The 2007–08 financial crisis highlighted the interconnectivity of the global financial system. To prevent such an event from occurring again, central banks and regulators are turning to massive amounts of new supervisory data to gain insights on how to better model and stress‑test complex financial systems.
Financial Network Analytics’ (FNA’s) mission is to make the financial system safer and more efficient, while playing a pivotal role in the growing use of artificial intelligence and machine-learning tools in financial supervision and oversight. The company has developed software that allows business analysts to map and monitor complex financial networks and simulate operational and financial risks, winning it Central Banking’s FinTech & RegTech Global Award for Best Analytics Solution Provider.
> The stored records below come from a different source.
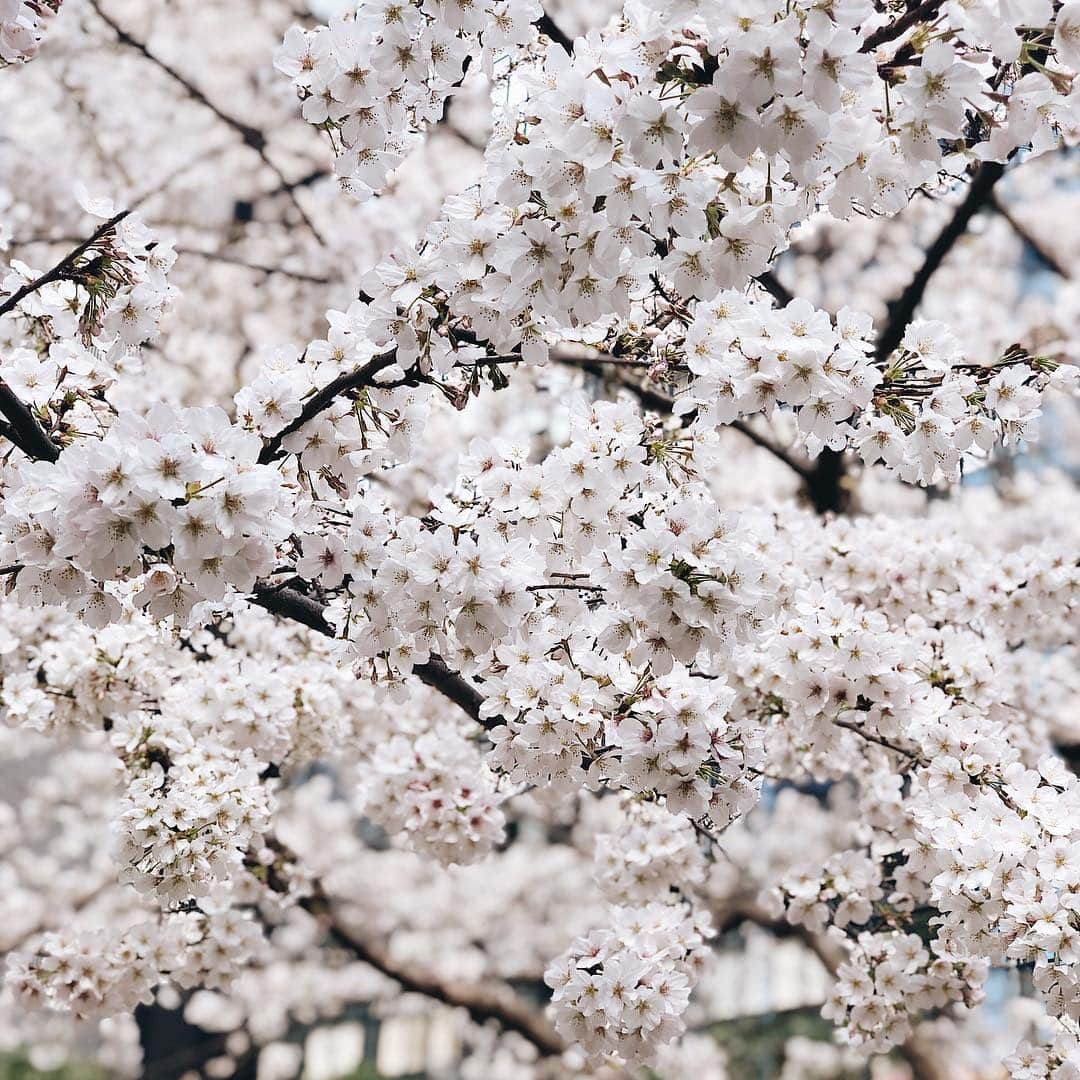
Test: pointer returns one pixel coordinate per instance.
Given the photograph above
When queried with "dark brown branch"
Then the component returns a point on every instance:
(775, 288)
(488, 1003)
(63, 269)
(902, 310)
(292, 604)
(23, 429)
(547, 25)
(256, 267)
(251, 136)
(323, 399)
(916, 13)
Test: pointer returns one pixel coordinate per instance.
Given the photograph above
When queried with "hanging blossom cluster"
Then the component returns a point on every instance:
(107, 297)
(918, 410)
(23, 25)
(970, 825)
(105, 972)
(378, 76)
(620, 993)
(434, 790)
(652, 852)
(891, 977)
(171, 500)
(584, 591)
(669, 158)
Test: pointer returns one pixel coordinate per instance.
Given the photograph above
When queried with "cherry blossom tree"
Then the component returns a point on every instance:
(496, 501)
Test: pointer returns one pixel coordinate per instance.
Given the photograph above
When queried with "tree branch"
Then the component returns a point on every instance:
(257, 267)
(916, 13)
(63, 269)
(323, 399)
(292, 604)
(484, 1003)
(902, 310)
(547, 25)
(251, 136)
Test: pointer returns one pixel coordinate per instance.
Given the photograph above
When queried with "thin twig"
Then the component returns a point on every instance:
(62, 270)
(902, 310)
(251, 136)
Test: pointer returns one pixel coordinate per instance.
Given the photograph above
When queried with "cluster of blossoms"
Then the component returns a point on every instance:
(111, 296)
(377, 76)
(108, 972)
(918, 410)
(584, 591)
(22, 27)
(889, 977)
(434, 790)
(351, 437)
(622, 990)
(652, 852)
(962, 814)
(597, 612)
(679, 148)
(191, 810)
(1060, 1061)
(172, 499)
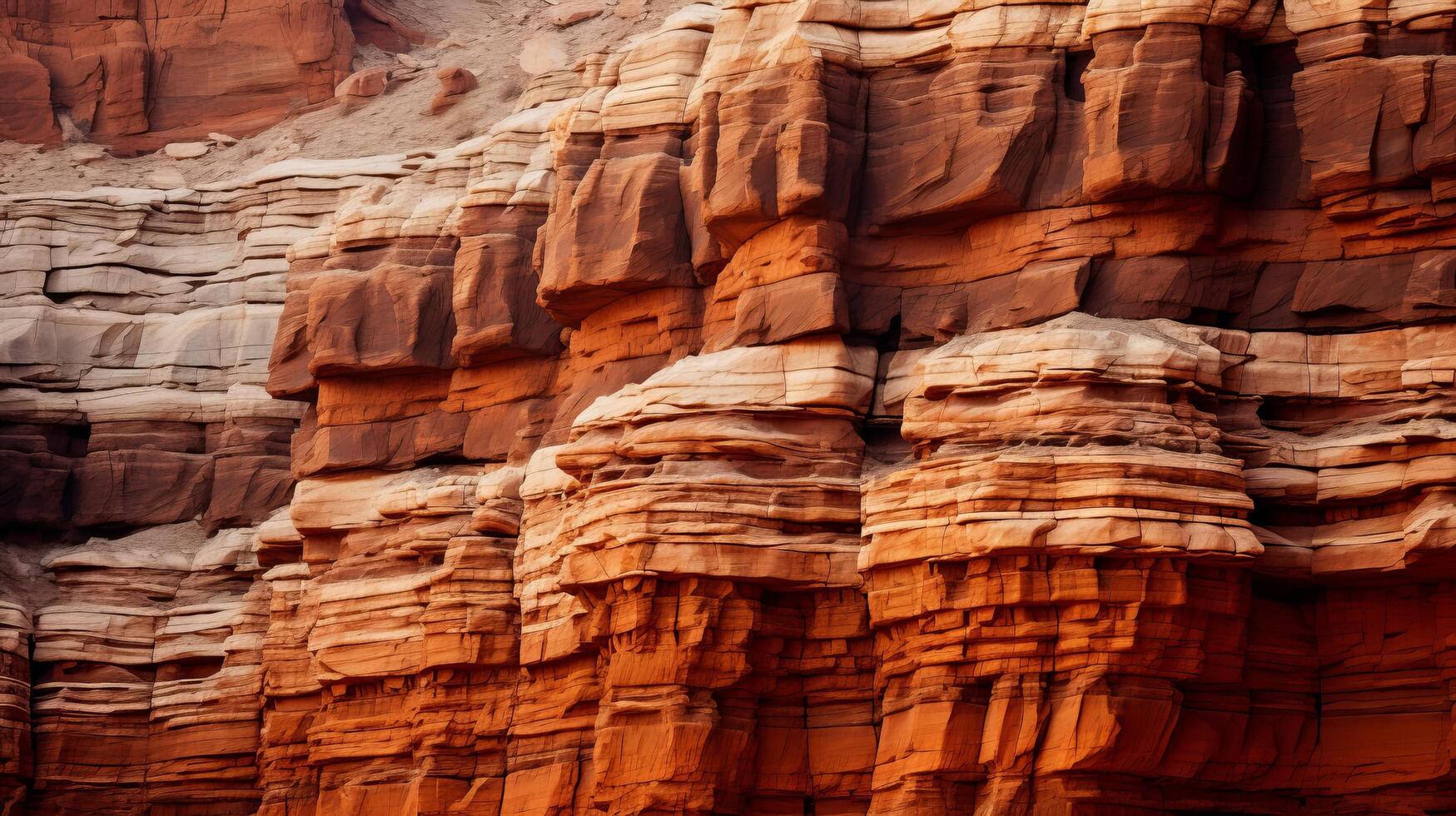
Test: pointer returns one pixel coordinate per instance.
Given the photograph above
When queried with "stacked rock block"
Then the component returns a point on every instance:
(812, 407)
(137, 328)
(139, 73)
Hosted on FNA’s secure cloud environment or on site, the FNA Platform uses an intuitive scripting language and more than 300 out‑of‑the‑box graph and machine-learning algorithms to allow users to analyse and visualise supervisory datasets. This would usually take months; with FNA’s platform, the process can take just hours. Users can also configure the platform to monitor their systems in real time, and to carry out predictive modelling through simulations and stress tests.
Central banks and regulators already use the FNA Platform in a number of ways in banking supervision, financial market infrastructure design, oversight and operations, systemic risk surveillance, and financial crime surveillance. FNA undertakes extensive research and offers a number of solutions that address these areas. In Latin America, one central bank is using the platform to analyse interbank payments and has been able to monitor its banking system in near real time. Automatic alerts notify the regulator of anomalies in its network, and automated stress tests help it understand the risk inherent in the system and comply with international standards.
The system has also highlighted where cost savings could be made. Payments Canada is currently undertaking a multiyear project to develop a new real‑time payment system. Initial simulations with FNA revealed that moving to a real‑time gross settlement arrangement could increase participants’ liquidity needs by more than 40%. It also found that advanced liquidity‑saving mechanisms could bring this down substantially. FNA’s platform revealed a potential liquidity saving of $4 billion.
In Asia, a regulator wanted to identify risk concentrations in its derivatives markets, improving transparency in the process. Using derivatives data collected through its trade repository, the regulator has been able to use the FNA platform to design and implement an initial framework for analysing the financial stability of the market and its potential risks. Its users also say it could fundamentally transform how money laundering and fraud is averted at global banks.